I have a small script, skv which is short for "service key value", which returns a value from a property within a JSON dataset representing a (Cloud Foundry) service key. In retrospect, calling it skv was a little short-sighted, because it would work on any JSON dataset, not just service keys. I guess that's another example of (not) thinking about the environment as the real "meta tool". But I digress.

Today I've been using skv to grab OAuth-related values (client ID, client secret, and so on) from a JSON dataset and use them to construct URLs to follow an OAuth authorisation code flow. Some of those values are put into the query string of the URLs I'm constructing, and so I need to be careful to URL encode them.

My first reaction was to go into the source code of the skv script to add a switch, say, -u, along with the corresponding logic, so that I could ask, when invoking skv, that the value be returned URL encoded.

I'm happy to say that a second after having this reaction, I felt almost horrified that I was about to do exactly what those Berkeley authors did, and add an unnecessary switch to a single program.

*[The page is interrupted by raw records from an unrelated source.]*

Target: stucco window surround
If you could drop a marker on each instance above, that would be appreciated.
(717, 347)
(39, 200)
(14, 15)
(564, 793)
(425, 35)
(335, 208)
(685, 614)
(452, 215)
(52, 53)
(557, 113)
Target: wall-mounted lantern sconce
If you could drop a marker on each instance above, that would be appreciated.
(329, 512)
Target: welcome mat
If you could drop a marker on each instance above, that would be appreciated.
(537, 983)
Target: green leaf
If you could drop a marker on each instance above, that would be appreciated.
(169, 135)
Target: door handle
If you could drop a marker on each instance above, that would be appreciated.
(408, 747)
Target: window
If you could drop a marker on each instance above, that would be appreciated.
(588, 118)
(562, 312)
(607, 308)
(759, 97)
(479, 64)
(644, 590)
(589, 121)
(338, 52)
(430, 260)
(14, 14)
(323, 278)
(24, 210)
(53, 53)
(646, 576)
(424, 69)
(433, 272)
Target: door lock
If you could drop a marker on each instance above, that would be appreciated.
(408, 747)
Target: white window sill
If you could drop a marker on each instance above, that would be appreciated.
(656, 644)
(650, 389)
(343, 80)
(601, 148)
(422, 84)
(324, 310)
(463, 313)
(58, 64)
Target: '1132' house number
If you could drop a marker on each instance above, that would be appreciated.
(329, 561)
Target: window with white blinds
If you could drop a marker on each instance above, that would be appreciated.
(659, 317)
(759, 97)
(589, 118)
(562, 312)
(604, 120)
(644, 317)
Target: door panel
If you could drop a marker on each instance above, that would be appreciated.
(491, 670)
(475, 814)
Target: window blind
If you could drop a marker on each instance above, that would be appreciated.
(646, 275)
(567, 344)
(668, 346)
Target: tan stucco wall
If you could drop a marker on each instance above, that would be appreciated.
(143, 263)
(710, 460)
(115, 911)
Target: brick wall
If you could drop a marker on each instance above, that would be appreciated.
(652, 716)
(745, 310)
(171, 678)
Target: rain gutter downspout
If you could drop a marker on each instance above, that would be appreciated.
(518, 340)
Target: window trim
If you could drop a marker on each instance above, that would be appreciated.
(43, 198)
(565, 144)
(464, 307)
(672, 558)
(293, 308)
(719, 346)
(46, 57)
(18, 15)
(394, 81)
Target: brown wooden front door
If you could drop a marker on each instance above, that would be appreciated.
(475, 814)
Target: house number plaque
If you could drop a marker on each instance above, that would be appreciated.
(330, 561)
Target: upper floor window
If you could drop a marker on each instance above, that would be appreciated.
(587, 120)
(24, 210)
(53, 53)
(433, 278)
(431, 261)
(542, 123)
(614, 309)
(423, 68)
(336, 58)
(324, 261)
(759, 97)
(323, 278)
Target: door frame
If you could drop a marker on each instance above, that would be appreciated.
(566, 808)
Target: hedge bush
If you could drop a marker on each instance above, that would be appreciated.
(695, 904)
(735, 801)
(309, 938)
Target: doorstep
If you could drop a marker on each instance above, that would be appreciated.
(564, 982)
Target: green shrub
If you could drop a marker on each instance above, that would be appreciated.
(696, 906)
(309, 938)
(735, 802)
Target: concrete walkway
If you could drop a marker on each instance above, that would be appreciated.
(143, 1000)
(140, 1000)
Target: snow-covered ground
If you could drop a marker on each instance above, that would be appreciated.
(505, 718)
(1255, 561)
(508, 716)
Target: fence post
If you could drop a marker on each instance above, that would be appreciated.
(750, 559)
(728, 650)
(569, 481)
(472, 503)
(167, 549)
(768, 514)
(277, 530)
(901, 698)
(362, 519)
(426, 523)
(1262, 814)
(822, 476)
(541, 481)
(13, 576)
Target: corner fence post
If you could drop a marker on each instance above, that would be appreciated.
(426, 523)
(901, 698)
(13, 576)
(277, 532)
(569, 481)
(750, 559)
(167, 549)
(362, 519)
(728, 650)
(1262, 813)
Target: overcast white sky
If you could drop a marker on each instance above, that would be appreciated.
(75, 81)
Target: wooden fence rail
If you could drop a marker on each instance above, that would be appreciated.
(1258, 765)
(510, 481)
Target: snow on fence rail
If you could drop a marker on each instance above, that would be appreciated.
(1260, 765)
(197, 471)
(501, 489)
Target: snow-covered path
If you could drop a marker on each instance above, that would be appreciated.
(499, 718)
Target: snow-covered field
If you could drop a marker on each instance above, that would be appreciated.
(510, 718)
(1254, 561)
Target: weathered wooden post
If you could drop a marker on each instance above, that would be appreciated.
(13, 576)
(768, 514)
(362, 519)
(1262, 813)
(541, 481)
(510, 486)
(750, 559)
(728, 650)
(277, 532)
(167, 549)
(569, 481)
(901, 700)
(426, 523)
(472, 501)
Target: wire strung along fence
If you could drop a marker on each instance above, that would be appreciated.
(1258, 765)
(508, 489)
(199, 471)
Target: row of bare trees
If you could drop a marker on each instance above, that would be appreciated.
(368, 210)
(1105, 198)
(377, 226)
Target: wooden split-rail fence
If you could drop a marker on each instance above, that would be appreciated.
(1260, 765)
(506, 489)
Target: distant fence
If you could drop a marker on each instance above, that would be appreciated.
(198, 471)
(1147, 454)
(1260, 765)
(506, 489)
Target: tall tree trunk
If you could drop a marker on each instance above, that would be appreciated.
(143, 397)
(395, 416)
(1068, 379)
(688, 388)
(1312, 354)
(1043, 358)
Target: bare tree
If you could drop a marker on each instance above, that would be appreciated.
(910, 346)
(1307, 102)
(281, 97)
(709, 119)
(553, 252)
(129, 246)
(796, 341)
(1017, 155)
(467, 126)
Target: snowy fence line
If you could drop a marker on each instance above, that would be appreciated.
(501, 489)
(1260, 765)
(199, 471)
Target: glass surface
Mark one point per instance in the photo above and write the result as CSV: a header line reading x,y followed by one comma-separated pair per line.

I already have urlencode available to me in my environment, so to get a URL encoded value from the JSON dataset, I'd just have to do something like this:

skv uaa.clientid | urlencode

This is only a trivial example, and there's a difference because here I'm just stringing together commands in Bash scripts, but I think the principle still holds here. I feel that this approach is embracing the UNIX approach described in the paper.

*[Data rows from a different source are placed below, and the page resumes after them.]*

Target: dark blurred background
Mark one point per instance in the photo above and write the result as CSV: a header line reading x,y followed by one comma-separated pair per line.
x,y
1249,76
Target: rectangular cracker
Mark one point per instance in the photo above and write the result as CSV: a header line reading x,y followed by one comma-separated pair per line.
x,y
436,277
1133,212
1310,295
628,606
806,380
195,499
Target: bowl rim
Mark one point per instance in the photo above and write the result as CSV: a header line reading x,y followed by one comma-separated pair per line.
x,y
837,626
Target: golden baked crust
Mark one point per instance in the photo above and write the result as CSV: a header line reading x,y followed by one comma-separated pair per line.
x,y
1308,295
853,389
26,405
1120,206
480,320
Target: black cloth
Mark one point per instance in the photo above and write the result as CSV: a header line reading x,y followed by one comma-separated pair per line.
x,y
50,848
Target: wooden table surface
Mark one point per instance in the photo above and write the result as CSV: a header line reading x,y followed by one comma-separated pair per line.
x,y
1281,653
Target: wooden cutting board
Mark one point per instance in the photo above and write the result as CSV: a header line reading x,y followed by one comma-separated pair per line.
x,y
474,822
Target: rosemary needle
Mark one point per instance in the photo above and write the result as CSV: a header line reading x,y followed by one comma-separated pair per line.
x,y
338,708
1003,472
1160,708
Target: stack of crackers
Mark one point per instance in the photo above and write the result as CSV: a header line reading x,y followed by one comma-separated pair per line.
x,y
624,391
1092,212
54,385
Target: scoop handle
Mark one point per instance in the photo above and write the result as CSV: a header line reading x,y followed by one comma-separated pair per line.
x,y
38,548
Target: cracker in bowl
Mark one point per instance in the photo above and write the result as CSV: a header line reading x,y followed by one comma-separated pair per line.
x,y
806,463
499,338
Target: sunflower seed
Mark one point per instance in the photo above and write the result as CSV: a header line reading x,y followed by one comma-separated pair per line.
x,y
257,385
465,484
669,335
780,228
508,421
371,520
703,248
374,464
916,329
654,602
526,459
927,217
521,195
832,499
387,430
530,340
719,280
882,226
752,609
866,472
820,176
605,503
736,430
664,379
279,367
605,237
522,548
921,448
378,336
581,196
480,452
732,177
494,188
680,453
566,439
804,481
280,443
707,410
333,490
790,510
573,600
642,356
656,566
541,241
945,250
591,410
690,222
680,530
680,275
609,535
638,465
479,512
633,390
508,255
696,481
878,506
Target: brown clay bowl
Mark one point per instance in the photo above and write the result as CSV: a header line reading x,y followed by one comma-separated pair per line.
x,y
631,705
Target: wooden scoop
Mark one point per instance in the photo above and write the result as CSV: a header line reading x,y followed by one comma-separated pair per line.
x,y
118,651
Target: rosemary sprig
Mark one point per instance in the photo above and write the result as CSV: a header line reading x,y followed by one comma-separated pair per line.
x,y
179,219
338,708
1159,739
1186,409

What's more, there was nothing stopping me encapsulating the pipeline-based use of these two simple tools (skv and urlencode) in a little script skvu, that I could use to save some keystrokes:

urlencode "$(skv "$*")"

In fact here I've re-jigged how these two commands work together, as the version of urlencode I settled on works on a value passed as an argument, rather than passed via STDIN. But the beauty of the shell means that this just means I have to express my intention in a way that echoes that approach.

Anyway, that's all I wanted to share here - it's not a crazily interesting and little-understood corner of the UNIX church that I'm discovering here, merely the delight in something resonating with me to the extent that the strong reverberations carried through to something that I was actually doing, without consciously thinking of what I'd read.

I hope you enjoy the paper as much as I did!